De regreso a mi tierra materna, a mi Matria.

Vengan a mí todos los que están trabajados o cansados, yo los haré descanzar (sic) . El versículo Mateo 11, 28 corona la entrada del camposanto de Las Vigas, Guerrero.

Estoy aquí para enterrar a mi tío Esiquio, el hermano mayor de mi mamá. Otro muerto, otro viaje a la Costa Chica.

Mi familia materna está repartida entre Acapulco, San Marcos y Las Vigas, donde mi mamá pasó algunos años de su infancia. Mi madre es una orgullosa sanmarqueña: lloró cuando se la llevaron a Las Vigas. Tenía buenas razones: en San Marcos había cine y heladería, y era su casa, pues.

En este cementerio a los muertos los entierran en una pila de cemento. Meterlos en un hoyo no garantiza su descomposición sin que hiedan: el calor no perdona nada. Tampoco los animales.

La gente se sienta sin pena sobre las tumbas. Mi mamá y yo somos más cautas. La verdad es que nos da miedo la muerte y los muertos, y no queremos que nadie nos venga a visitar en la noche para reclamarnos la falta de respeto.

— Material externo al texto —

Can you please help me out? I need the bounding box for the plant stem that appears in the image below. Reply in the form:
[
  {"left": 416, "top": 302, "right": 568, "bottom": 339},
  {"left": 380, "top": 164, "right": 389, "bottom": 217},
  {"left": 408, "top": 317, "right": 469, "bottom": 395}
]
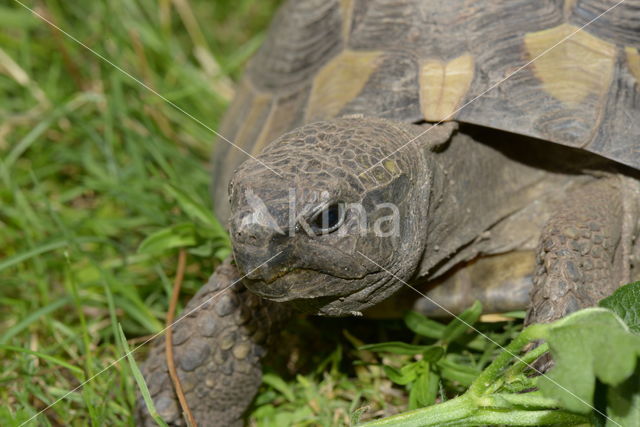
[
  {"left": 363, "top": 394, "right": 477, "bottom": 427},
  {"left": 467, "top": 324, "right": 549, "bottom": 397}
]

La Costa Chica. Entre mis seis meses de edad hasta los 13 años pasé las vacaciones navideñas por estos lares. Yo odiaba el lugar. Mis tías (aquí todo mundo es tío o tía, hasta yo) decían que yo estaba muy consentida porque mi madre decidió criarme de un modo que para ellas era demasiado liberal , una palabra sucia en su vocabulario.

Mi tía Amira, que me caía bien por malhablada, instruía a mi mamá sobre cómo lidiar con mis constantes berrinches: Métele una cuchara con aceite a esa hijaelachingada . Mi tía Amira murió hace unos años y sigo lamentando no haber ido a su funeral. Prometí que ya no sería esa niña odiosa e iría a visitar más la tierra materna, mi Matria, que también es mi casa.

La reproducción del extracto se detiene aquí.